How Automation Plays Into All This:

If we monitor everything and there are tens, hundreds, or even thousands of alerts to slog though, it's hard to pick out the real problems from the noise. That's not to say don't monitor anything of course, but there is value in being strategic in what we monitor and which of those monitors can generate alerts and when. Better yet though, we can leverage the magic of automation to super charge all of this. The only thing better than resolving an alert for a potential problem, is if the problem silently solves itself and never bothers you to begin with. Self-healing is a key factor in monitoring and alerting, and the more we can take advantage of automation to facilitate that, the easier everything will be.

To borrow from a real life example, we used to get a few tickets a day created on our monitoring board regarding problematic EDR agents. At least 70 percent of the time, the only thing that needed to happen was the endpoint needed to be rebooted and the alert would clear. After enough manually scheduled ad-hoc reboot windows for devices with failed EDR agents, I started to dig into how we were monitoring for these issues to begin with. I learned that while the monitor for the EDR agent's status did have the ability to self-heal it wasn't able to do so on it's own in most scenarios due to the need for a device reboot. So, I reconfigured our EDR agent monitoring and added the ability for our RMM to automatically place a device with a problematic agent into an overnight reboot window. From there, I simply adjusted the alerting thresholds. Instead of opening an alert if the monitor was unhealthy for more than an hour, it now waited 24 hours. These two relatively simple changes reduced the number of alerts we receive for EDR agents drastically. The best part is, when I see an EDR alert come in now, I know that there really is a problem with that agent that will require some investigation.

For some alerts, self healing doesn't work. In rare cases, human intervention is always required, removing self-healing as a viable option altogether. In those cases, we can still make use of automation to improve things.

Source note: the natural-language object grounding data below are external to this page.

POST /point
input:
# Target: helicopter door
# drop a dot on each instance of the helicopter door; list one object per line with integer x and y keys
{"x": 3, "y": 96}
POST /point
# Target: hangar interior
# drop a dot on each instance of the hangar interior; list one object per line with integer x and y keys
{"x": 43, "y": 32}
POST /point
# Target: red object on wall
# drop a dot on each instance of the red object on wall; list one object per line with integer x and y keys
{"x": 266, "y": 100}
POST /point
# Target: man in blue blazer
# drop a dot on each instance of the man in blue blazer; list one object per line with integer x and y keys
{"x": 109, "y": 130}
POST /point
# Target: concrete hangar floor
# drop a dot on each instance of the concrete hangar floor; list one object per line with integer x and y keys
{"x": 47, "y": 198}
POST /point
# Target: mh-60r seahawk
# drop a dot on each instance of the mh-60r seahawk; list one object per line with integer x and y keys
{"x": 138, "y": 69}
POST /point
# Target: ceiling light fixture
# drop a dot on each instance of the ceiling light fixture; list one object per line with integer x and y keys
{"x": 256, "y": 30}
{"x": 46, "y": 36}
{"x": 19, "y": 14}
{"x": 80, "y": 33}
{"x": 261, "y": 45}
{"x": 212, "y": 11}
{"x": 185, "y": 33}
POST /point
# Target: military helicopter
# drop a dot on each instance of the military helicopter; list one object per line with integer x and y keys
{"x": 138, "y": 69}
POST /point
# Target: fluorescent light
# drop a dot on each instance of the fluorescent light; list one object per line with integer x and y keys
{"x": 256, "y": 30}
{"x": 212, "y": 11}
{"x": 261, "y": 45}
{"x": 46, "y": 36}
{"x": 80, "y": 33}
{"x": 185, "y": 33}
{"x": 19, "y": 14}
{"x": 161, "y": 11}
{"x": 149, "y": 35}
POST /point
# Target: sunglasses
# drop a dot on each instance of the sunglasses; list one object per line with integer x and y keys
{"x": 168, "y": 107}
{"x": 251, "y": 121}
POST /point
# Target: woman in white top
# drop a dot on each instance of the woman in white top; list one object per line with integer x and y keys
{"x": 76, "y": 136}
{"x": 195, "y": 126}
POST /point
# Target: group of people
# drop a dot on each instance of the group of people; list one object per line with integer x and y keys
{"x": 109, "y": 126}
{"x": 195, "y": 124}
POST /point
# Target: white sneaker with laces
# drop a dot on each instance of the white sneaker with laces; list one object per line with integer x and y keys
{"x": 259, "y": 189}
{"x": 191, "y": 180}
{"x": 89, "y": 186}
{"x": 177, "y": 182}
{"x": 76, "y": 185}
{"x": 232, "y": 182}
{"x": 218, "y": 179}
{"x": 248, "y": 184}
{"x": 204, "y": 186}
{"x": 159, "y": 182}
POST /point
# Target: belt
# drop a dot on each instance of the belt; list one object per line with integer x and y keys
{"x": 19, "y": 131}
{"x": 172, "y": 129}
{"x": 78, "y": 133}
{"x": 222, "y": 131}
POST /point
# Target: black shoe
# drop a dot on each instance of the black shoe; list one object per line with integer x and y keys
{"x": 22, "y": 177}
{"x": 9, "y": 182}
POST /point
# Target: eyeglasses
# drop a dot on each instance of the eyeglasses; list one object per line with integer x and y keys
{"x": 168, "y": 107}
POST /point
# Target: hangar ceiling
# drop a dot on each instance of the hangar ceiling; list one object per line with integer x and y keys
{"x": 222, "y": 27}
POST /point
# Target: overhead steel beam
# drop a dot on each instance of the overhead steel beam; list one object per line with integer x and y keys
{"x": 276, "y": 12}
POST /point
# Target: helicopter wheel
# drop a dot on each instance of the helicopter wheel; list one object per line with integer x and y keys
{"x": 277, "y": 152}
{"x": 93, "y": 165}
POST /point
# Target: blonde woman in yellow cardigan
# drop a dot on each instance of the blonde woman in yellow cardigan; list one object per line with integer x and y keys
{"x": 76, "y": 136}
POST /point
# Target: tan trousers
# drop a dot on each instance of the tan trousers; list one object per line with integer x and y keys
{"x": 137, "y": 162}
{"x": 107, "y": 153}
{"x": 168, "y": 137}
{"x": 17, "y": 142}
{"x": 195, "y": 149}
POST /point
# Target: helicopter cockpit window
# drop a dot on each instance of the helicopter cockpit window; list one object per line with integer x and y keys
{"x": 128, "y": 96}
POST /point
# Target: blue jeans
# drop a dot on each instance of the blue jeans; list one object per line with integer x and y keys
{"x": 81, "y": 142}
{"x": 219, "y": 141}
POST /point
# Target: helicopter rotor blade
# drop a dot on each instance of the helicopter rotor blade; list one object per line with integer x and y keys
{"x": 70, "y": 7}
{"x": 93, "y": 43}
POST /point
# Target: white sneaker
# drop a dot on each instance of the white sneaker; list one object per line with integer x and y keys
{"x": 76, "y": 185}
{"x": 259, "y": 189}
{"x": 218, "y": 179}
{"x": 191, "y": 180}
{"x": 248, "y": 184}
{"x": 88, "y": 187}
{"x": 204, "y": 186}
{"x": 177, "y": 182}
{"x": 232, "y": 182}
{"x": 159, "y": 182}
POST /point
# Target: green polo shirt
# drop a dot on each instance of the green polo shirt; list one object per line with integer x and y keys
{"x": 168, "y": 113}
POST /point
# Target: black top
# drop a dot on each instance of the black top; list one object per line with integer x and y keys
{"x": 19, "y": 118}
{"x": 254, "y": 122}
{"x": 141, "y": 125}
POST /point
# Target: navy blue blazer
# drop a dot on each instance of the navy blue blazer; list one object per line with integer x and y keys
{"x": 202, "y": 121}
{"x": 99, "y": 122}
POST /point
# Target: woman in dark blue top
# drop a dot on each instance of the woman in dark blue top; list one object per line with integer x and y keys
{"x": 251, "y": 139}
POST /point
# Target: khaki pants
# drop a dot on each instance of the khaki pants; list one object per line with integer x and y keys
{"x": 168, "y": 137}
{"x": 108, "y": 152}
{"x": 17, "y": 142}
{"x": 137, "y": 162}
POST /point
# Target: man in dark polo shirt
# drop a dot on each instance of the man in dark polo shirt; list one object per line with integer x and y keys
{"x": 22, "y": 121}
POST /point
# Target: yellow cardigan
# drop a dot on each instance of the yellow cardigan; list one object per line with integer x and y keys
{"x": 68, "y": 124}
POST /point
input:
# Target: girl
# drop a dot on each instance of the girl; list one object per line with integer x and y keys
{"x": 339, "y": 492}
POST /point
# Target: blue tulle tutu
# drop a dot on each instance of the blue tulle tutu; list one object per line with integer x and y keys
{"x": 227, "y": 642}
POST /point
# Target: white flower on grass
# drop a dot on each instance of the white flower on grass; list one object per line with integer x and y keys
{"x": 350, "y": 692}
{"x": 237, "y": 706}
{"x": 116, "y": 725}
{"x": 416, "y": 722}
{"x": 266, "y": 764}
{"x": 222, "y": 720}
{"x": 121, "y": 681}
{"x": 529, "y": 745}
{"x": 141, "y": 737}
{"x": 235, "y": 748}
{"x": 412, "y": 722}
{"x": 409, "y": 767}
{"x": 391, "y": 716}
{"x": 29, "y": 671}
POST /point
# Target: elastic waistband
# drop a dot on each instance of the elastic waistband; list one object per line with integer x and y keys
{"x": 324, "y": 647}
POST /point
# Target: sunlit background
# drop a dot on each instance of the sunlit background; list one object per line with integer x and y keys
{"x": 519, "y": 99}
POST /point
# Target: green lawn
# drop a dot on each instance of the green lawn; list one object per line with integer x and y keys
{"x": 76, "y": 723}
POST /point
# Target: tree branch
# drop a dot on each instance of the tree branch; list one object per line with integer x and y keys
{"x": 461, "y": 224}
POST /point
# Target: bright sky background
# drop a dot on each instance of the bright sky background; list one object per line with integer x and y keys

Borrowing from another real life example, we typically have a few low disk space alerts generate per day. Our RMM is already setup to run a self-heal automation that executes a disk space cleanup, but sometimes that's not enough and a ticket still gets generated. In those scenarios, we make use of WizTree to get a visual understanding of what is using up space on a given disk. We have an automation that generates a report silently on the device and emails us a download link to the generated CSV file. The problem is those reports can take a while to generate, and time spent waiting adds up quickly. So, I created an automation that looks for new low disk space tickets on our monitoring board. If it finds any, it uses the data on the generated alert to interface with our RMM's API and kicks off the automation that generates the WizTree report. Once it's complete, the generated report gets automatically uploaded to the ticket. Now, instead of a technician wasting valuable time waiting for the report to generate, it's already available for them right there on the ticket.

Where Does This Leave Us:

Realistically, still, nobody wants to work monitoring alert tickets. But when you have buy-in from leadership on their importance, and put in the effort to automate away much of the noise, the situation starts to feel a lot more bearable. When you know an alert only generated because a self-heal couldn't automatically resolve it, it's a lot harder to pretend that alert isn't important. Monitoring and alerting are key tools in a good System Administrators toolkit. Manage things properly and you'll be able to prevent countless problems before anyone notices anything is amiss to begin with.